The Defense Department is looking to make artificial intelligence a central part of its mission to stay on top of emerging threats.
But as DoD prepares to meet its AI-readiness goals over the coming years, the department should set realistic expectations for what AI can do to improve performance, advised Rob Albritton, vice president and AI practice lead at Octo, which was recently acquired by IBM.
During Federal News Network’s DoD Cloud Exchange 2023, Albritton said industry as a whole has “sold a bill of goods to DoD and the government that isn’t true when it comes to AI” — especially that AI is a silver bullet to its problems.
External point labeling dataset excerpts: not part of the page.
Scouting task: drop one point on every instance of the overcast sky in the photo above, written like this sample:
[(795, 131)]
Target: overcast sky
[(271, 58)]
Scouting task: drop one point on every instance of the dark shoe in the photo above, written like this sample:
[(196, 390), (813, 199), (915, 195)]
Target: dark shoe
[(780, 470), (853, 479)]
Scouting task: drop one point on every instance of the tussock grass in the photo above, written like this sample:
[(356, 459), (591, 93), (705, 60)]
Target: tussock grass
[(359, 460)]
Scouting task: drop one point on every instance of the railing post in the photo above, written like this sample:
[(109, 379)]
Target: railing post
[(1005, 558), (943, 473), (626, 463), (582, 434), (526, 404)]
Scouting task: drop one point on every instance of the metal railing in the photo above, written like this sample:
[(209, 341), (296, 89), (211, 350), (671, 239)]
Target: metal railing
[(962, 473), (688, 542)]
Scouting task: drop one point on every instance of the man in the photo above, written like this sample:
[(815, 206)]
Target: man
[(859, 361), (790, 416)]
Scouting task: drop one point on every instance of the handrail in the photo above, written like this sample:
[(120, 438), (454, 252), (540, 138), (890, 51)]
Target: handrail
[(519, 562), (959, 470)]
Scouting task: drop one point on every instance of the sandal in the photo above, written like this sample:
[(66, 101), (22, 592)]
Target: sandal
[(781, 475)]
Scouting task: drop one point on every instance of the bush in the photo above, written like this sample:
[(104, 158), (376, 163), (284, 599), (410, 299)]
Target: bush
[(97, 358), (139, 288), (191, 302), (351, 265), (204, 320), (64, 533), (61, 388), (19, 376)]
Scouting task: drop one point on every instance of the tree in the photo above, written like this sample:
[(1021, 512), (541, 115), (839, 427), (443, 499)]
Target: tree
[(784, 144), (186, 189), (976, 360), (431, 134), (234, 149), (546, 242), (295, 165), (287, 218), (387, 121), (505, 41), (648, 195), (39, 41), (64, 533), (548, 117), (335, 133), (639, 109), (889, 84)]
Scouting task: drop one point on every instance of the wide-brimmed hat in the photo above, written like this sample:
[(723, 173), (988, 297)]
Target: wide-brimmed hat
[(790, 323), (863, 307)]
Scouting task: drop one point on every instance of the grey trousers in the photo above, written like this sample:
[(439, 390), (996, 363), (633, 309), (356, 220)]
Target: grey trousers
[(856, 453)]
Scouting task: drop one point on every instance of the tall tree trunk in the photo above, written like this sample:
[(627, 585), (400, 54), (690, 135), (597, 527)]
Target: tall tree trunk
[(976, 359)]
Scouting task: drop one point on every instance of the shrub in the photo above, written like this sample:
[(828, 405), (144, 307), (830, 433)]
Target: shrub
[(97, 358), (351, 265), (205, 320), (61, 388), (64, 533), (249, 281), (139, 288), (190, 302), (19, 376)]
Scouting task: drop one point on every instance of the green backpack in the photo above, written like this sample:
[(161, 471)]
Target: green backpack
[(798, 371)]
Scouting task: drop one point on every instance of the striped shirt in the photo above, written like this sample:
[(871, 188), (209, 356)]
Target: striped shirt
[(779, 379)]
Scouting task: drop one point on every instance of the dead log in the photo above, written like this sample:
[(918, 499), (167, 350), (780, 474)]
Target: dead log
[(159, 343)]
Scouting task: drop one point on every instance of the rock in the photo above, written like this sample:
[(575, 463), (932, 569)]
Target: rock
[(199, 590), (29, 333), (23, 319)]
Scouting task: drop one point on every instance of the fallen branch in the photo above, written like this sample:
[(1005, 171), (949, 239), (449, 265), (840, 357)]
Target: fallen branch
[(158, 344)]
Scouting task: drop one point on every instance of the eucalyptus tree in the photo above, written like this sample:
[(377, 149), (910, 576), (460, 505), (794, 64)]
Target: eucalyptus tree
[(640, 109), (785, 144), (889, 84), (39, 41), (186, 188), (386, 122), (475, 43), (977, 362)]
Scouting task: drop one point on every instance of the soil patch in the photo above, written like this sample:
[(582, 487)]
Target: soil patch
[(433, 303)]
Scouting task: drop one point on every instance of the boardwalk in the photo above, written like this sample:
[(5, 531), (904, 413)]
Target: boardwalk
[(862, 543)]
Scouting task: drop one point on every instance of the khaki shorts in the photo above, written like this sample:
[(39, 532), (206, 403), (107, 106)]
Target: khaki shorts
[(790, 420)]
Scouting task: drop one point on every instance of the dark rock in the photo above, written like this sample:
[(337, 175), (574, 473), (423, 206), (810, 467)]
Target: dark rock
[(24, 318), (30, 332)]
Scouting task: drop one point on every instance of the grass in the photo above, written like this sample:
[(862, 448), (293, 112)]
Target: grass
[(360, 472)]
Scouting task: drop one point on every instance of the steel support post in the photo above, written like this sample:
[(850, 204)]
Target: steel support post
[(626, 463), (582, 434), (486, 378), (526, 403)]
“Those AI solutions require massive computational resources to process. Oftentimes, the AI solutions are designed only to be deployed on cloud resources, and the DoD — specifically, the Marine Corps, Army, Special Operations Command — those kinds of folks are operating around the world in places where they don’t have good comms bandwidth,” he said. “They don’t have computational resources. They’re not able to push data back to the cloud to crunch on it. So AI solutions need to be developed to work at the edge on low size, weight and power devices. And that’s not what’s being sold to the government.”
Proving out the use of AI at the edge
Some real-world tests are beginning to help address that challenge, said Mark Johnson, vice president of federal technology for IBM. He noted that the value proposition of AI for DoD is “all about filtering the information that the warfighters at the edge need.”
The emerging field of AI-assisted fighter jets, Humvees and ships is helping resolve a longstanding challenge: “How do you get the right information into the cockpit at the right time?” Johnson said
“Now, instead of just a bandwidth question, and a display question, we have the capability to filter that with an AI machine learning tool that does a much better job of both sending data to the edge and bringing data back from the edge — the right information,” he said.
While AI can help DOD enable data-driven decision-making, the department relies on a wide spectrum of automation tools to meet its mission.
“Not all problems are best suited to be solved with AI,” Albritton said. “Some are just a high-performance computing problem, where you’re just speeding up the analytics. Some are AI problems, where you’re doing predictive analytics and things like that. But customers have to understand their problem.”
He said Octo is able to walk agencies through what it takes to create an AI solution and whether a less sophisticated automation tool is better suited to streamline the task at hand.
“It takes a lot of data to train a machine learning model. So we take the customer through that journey of understanding whether or not they have the resources to actually solve their problem with AI,” he said. “Sometimes the answer is no, and they need to invest more in their infrastructure — in their pipelines, data mesh, data fabrics, things like that — to get data into their own ecosystem to train their models.”
Fine-tuning an agency’s AI approach
Johnson said IBM relies on input and feedback from its federal customers to provide the best AI and automation solutions for the right job.
“It’s a team sport. Whether it’s AI, getting the data out to the edge, security, all these things take a large ecosystem,” he said. “And from the technology side, we do work with the big providers — for DOD and for the federal government — to make sure that we’re listening to what the warfighter needs and then adapting our technologies.”
An agency’s capability to field AI solutions depends in large part on the state of its network infrastructure. DoD, by the nature of its missions, is best served by a hybrid cloud architecture, Johnson said.
“Any big enterprise, really, will always be hybrid cloud. Thinking that everything is going to go into the cloud, everything is going to be on the edge, everything is going to be in on-premise data center, it’s just not the modern world,” he said.
Although DoD has highly classified secure environments that belong in on-premise data centers, Johnson pointed it out that the department also has a considerable public-facing workload.
The decision on what can move the cloud and what can’t is “about a balance between the security necessary, the compute power necessary and the ease of access,” he said.
Albritton said AI and machine learning solutions “need to be done as close as possible to the edge” of the network. Without automation at the edge, DoD must spend months getting data off the battlefield and using it to train a machine learning model.
“It’s a multimonth process that’s far too long for our warfighter,” he said. “We have to be able to iterate on our machine learning models as quickly as possible, meaning we’ve got to get ML ops as close as possible to the edge.”
Using cloud as an AI testbed
Johnson added that the cloud also gives DoD a sandbox environment to train and experiment with AI solutions before they’re ready to be deployed.
“We have to be able to spin up environments, test things out, try it, see what results happen and then tear them down very quickly and put new ones in place,” he said.
Although AI is a key part of DoD’s information technology transformation journey, agencies are also taking steps to ensure their automations are secure, reliable and free of bias.
As DoD pours resources into the next-generation of explainable AI, agencies are seeking transparency into how the algorithms arrive at their decisions — and whether they will be able to vouch for the accuracy of those answers, Albritton said.
“That is critical. We need to be able to tell what that machine learning model is doing in the background. How’s it arriving at that end answer and, then, are there issues with it?” he said. “All machine learning models drift over time. They all degrade over time. There’s not one single one that doesn’t. We need to be able to monitor those when we’re using them. And a nontechnical user has to be able to understand when that model is not working properly.”